Some books are ostensibly about one thing -- and open out to more. Others are little books with big ideas. Two of them are sitting by my desk, one a gift and one a recent purchase. Each is filled with little bits that add up to lots more. Each is literally small -- fits well into your hand and carries nicely. And, each is that ideal sort of book for dipping into now and then for a brief respite. A pause. I think pauses are very important in our oh too busy lives. I have too much on my list. And, the list never seems to get shorter. I think this all too often. And, I feel it. Books like these help me pause, if just for a moment.

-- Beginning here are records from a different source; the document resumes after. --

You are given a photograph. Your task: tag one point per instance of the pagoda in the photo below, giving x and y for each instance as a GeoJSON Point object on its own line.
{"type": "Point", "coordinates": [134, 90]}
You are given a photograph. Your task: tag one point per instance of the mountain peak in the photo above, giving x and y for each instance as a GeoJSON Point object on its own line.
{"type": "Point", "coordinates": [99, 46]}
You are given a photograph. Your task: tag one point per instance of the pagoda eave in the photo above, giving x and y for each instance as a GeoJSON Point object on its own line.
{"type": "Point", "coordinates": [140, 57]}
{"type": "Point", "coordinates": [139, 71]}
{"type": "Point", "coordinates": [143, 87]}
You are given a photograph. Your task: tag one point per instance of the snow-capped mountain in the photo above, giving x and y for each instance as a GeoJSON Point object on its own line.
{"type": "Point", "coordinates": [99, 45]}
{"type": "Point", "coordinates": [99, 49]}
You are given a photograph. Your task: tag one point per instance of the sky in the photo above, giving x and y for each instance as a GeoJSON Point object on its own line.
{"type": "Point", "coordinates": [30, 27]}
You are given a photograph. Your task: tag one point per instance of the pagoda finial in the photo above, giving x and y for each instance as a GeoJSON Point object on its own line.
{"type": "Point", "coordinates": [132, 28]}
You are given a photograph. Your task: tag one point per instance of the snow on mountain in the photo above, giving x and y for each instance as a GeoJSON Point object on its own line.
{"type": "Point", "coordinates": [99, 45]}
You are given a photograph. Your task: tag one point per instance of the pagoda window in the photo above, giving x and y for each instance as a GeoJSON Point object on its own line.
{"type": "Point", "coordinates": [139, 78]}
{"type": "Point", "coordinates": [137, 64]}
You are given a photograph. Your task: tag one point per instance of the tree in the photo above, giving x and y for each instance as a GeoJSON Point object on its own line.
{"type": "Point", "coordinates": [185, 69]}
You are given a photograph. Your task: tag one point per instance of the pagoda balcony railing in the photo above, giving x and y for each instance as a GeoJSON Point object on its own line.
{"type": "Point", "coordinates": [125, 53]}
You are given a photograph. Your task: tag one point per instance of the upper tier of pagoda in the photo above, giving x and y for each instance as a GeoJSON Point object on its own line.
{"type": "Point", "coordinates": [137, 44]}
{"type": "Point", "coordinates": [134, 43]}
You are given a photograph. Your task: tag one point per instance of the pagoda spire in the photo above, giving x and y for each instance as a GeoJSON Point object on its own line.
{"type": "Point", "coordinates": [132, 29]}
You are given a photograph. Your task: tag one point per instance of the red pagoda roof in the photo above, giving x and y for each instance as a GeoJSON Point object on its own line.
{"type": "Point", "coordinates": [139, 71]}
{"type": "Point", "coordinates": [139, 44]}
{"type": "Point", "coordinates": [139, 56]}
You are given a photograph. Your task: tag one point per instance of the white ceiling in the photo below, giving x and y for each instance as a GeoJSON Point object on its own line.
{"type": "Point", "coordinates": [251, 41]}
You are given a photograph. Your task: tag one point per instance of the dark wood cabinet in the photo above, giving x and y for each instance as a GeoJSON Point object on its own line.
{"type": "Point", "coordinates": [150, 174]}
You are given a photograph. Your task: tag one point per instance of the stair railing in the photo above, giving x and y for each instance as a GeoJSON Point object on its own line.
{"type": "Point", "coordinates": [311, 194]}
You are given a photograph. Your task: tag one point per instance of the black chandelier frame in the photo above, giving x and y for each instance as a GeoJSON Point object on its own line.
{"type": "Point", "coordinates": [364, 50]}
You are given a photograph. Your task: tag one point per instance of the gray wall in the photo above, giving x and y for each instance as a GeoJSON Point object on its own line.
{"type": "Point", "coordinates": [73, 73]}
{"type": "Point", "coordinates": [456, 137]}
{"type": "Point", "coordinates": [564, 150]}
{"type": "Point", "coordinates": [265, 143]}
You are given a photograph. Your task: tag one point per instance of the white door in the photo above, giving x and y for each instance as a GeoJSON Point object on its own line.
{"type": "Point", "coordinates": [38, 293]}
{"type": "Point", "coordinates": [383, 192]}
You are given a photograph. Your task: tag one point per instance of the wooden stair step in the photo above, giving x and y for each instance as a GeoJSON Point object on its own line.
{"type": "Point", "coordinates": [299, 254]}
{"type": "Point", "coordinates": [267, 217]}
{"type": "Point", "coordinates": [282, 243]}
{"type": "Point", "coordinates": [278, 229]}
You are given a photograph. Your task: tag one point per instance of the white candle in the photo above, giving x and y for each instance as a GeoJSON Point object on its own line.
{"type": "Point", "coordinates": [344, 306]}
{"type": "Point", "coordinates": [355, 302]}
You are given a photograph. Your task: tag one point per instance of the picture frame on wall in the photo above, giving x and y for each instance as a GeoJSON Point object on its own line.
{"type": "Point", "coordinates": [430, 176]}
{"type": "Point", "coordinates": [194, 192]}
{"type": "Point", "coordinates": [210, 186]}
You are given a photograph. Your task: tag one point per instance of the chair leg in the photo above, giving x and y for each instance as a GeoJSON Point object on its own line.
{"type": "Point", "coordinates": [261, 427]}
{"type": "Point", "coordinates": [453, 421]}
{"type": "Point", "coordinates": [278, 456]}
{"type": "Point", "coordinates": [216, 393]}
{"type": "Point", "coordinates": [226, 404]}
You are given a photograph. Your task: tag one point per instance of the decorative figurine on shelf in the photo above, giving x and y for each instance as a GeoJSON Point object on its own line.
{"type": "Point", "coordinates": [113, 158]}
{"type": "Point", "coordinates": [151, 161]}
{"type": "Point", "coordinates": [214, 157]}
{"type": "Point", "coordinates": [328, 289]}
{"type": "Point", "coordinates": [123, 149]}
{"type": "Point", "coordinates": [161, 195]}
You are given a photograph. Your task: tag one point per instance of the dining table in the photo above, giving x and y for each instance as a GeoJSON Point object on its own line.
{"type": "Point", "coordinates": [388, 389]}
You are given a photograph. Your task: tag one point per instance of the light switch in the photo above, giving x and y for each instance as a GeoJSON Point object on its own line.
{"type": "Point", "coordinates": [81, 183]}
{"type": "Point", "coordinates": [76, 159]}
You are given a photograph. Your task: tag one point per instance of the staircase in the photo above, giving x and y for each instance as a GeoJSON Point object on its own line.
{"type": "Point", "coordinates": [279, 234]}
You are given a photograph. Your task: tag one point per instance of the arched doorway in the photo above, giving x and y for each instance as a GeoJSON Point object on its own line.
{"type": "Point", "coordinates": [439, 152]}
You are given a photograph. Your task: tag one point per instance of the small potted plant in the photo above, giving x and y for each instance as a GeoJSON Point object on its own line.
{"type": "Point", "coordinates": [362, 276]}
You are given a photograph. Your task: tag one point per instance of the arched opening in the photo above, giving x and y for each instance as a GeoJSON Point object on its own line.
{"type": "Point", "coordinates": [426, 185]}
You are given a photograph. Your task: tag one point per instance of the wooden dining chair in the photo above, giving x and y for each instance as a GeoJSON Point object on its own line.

While my favorite little book is not about food (it is Thomas Merton's Zen and the Birds of Appetite from Shambhala Pocket Classics ), these two are. They're not explicitly meant for meditative stops in your day or week. They involve neither daily affirmations nor the humorous play on them of Andrew Boyd's Daily Afflictions. In fact, they are not daily at all. But they're, as I say, great little vacations once in a while (what Herbert Marcuse called "repressive desublimation.")
The Cooking Companion is filled with little snippets of fact and fancy, trivia challenges and statistics, all oriented around -- you guessed it -- food. In fact, each pages number has a little fact that uses that number; page 49 (year last century in which Elizabeth David wrote her first cookery feature), page 101 (average daily consumption in calories of animal products per person in Ethiopia), page 136 (amount, in milligrammes, of vitamin E found in 15g of wheatgerm oil. And yes, that is how they spell milligrammes.) Snippets of verse. Meanings of words. Films for foodies. Do you need to know all these things? Will you remember them all? No. But worth a pause.
Eat, Drink, and Be Merry: Poems about Food and Drink -- a choice that reveals, perhaps, my closet love for poetry. (Basho is my favorite these days and often is.) One of those lovely everyman's library volumes that fits in your hand and has a red ribbon bookmark. Poems on vegetables and fruit, milk and breakfast. feating and fasting. Kipling on bananas, Marianne Moore on rosemary, Sylvia Plath on mushrooms, and yes, Cole Porter on milk.
Little books. Little pauses. Momentary sabbaticals. Refresher courses.